Die Bundesregierung sieht das offenkundig anders: sie hält - wie auch die vorliegenden Abkommen zeigen - daran fest, immer wieder die gleichen Textbausteine für die verschiedenen Bereiche der Zusammenarbeit zu verwenden. Dieser Standardtext enthält aber keine Anforderungen oder Bedingungen in puncto Menschenrechte oder Rechtsstaatsprinzipien.

Unsere Fraktion hatte daher bereits Ende 2014 einen Antrag eingebracht (Sicherheitsabkommen brauchen Standards, BT-Drs. 18/3553), in dem wir fordern, Sicherheitszusammenarbeit grundsätzlich neu zu gestalten und auszurichten. Dazu sollten in den Abkommen selbst, die Vertragsstaaten in konkreten Klauseln verbindlich zur Einhaltung menschenrechtlicher und rechtsstaatlicher Standards verpflichtet werden. Die Bundesregierung lehnt diesen Vorschlag ab.

Wir sind nicht grundsätzlich gegen Zusammenarbeit im Sicherheitsbereich. Und auch nicht gegen eine Zusammenarbeit mit Albanien, Serbien und Georgien. Es macht aber einen erheblichen Unterschied, ob mit Ländern wie Saudi-Arabien, China, Katar oder Usbekistan im Sicherheitsbereich zusammengearbeitet wird oder eben mit diesen drei Ländern. Serbien und Albanien sind EU-Beitrittskandidaten, Georgien hat einen vehementen Reformkurs vorangetrieben und ist EU-assoziiert.

Trotzdem kann sich die Lage in Staaten jederzeit ändern. EU-Beitrittsverhandlungen oder selbst eine EU-Mitgliedschaft garantieren nicht, dass rechtsstaatliche Prinzipien und Standards hoch entwickelt sind beziehungsweise nicht irgendwann beschnitten werden. Das gilt ebenso für die menschenrechtliche Lage. Das EU-Land Ungarn ist ein gutes Beispiel hierfür oder auch die Türkei.

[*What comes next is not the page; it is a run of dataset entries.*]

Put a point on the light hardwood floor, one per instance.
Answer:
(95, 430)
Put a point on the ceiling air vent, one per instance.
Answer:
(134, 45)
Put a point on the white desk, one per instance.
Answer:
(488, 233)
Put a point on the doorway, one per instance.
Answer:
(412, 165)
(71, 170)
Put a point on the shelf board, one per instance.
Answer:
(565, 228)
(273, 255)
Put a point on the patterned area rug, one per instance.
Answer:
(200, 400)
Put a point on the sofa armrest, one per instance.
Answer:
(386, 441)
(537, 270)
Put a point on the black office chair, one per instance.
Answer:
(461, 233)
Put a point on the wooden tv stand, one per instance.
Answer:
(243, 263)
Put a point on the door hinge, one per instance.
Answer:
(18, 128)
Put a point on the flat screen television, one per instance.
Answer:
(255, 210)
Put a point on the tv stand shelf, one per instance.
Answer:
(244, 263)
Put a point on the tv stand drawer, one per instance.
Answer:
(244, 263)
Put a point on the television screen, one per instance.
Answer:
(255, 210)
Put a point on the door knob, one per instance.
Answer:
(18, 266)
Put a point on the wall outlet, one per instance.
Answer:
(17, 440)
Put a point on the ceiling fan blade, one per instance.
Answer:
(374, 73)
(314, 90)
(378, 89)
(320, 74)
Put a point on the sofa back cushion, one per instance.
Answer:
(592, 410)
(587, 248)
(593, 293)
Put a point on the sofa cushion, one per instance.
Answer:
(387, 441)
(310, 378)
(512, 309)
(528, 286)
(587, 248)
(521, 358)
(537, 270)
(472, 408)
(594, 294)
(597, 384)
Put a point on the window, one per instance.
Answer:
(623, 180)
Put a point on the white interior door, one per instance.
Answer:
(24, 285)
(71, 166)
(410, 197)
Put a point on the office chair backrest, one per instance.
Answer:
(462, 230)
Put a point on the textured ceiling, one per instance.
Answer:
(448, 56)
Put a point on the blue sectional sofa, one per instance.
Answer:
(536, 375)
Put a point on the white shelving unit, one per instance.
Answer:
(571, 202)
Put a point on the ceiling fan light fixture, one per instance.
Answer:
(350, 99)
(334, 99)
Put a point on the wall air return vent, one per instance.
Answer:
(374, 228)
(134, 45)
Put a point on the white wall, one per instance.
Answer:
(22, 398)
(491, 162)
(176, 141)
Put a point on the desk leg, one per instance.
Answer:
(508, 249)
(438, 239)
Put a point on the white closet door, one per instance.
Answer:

Aus diesem Grund wollen wir, dass anhand klarer und vorab verbindlich festgelegter Kriterien über Fort- oder Rückschritte im Bereich der Menschenrechte und der Korruptionsbekämpfung in den jeweiligen Kooperationsländern berichtet werden muss. Anhaltend negative Ergebnisse müssen zu einer Aussetzung und/oder Beendigung des Sicherheitsabkommens führen. Es muss also eine Exitklausel geben. Im April dieses Jahres haben wir die Bundesregierung gefragt, ob jemals ein geplantes Sicherheitsabkommen aufgrund einer bedenklichen Menschenrechtslage nicht abgeschlossen wurde. Es gab keinen einzigen Fall war die Antwort. Das ist eine ziemlich erschütternde Bilanz. Das heißt nämlich, dass nicht mal eine desaströse menschenrechtliche Lage, wie zum Beispiel in Saudi-Arabien Grund genug ist, um auf ein solches Abkommen zu verzichten. Dabei kann im Rahmen einer solchen Zusammenarbeit mitnichten ausgeschlossen werden, dass Deutschland sich mittelbar mitschuldig macht, indem es bestimmtes know-how an staatliche Institutionen weitergibt, aus denen heraus Menschenrechtsverletzungen begangen werden. Also wenn wir zum Beispiel die Polizei eines bestimmten Landes an einer bestimmten Sicherheitstechnologie schulen und diese dann nicht etwa zur Bekämpfung von Kriminalität eingesetzt wird, sondern beispielsweise gegen Regierungskritiker.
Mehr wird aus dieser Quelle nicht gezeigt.